Sonoma County gets $17.8 million grant for COVID relief
Sonoma County is set to receive a $17.8 million federal grant to “prevent, prepare for, and respond to coronavirus” through the support of testing, contact tracing, virus surveillance and other measures, county leaders revealed Tuesday.
The Department of Health Services plans to use the money to expand the county’s public health workforce, strengthen laboratory testing to more readily identify coronavirus variants, improve the flow of electronic health data and support local clinic partners in the drive to vaccinate every adult in the county, among other goals.
Underpinning virtually every aspect of the proposed spending plan is the county’s continued drive for health equity. Sonoma County supervisors and health officials on Tuesday again emphasized the disproportionate burden Latino communities have shouldered during the pandemic and, more recently, the gap in getting those populations vaccinated.
“I’d love to offer not just ‘we need to do more,’ but offer resources, our staff and other things to support this effort.

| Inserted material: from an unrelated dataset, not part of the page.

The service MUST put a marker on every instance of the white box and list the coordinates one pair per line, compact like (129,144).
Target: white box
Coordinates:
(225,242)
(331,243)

It’s go time,” Supervisor James Gore said.
Getting a higher percentage of shots to local Latino residents and food and agriculture workers is all but impossible at the moment, though, as the county grapples with ongoing scarcity of vaccine. With 8,600 doses arriving from the state this week, the county and its vaccination partners are limiting shots to second doses for those who were immunized three weeks ago with the Pfizer-BioNTech vaccine or four weeks ago with the Moderna vaccine. Skimpy supplies of vaccine have hampered efforts to expand opportunities to new groups of people.
Those frustrations were balanced this week by Sonoma County’s long-awaited move from the purple to the red tier of the state’s coronavirus reopening plan. That shift allowed restaurants to seat customers for indoor dining and movie theaters to open their doors, both at 25% capacity; gyms to open inside at 10% capacity, grocery stores at full capacity and retail stores to 50% capacity. The shift to red also creates a path to schools opening for in-person instruction.
Lake County made its ascent to the red tier Tuesday. All but 16 of California’s 58 counties are currently in red, with 11 stuck in purple, three in the less-restrictive orange tier and one, Alpine County, perched above that in yellow.
The $17.8 million grant builds upon a $5 million infusion in August from the same federal program, which was used to fund testing, tracing and COVID education in Sonoma County.
This version also makes money available for vaccinations. The county’s proposed budget allocates $6.7 million for staffing, lab contracts, supplies and communication material; $6.6 million for emergency financial assistance; $2.4 million for vaccination clinics; and $2 million for outreach and case management.
The funding can be backdated to Jan. 15, and may be used through July 2023. The county must forward its budget and work plan to the state by the end of this month.
The support for clinic partners is especially crucial, said Ken Tasseff, the county’s vaccination site coordinator. He explained that federally qualified health clinics have volunteered to run vaccine sites here, paying for their own staffing, outreach and data entry — on top of their usual community health services. As a result, Tasseff said, they have been vaccinating at a financial deficit. The federal grant will help reimburse them.
The money now earmarked for those clinics is a bargain, Gore said, noting that Sonoma County staff don’t directly put any shots in arms. Gore said he believes it would cost the county $5 million to $10 million to handle its own vaccinations. This grant allows the county to put those funds toward contract tracing and testing instead.
This partnership, which will initially include seven federally qualified clinics, is another component of health equity, as those clinics have led the charge to reach low-income, uninsured and non-English-speaking residents. As of Monday, Latinos had received about 16% of the vaccine doses in Sonoma County, while making up 27.3% of the population.
“This commitment to the (health clinics) is going to be pretty much an anchor for our equity work going forward that we’ve got to tune into,” Gore said. “I appreciate seeing this kind of action, because our walk hasn’t been matching our talk.”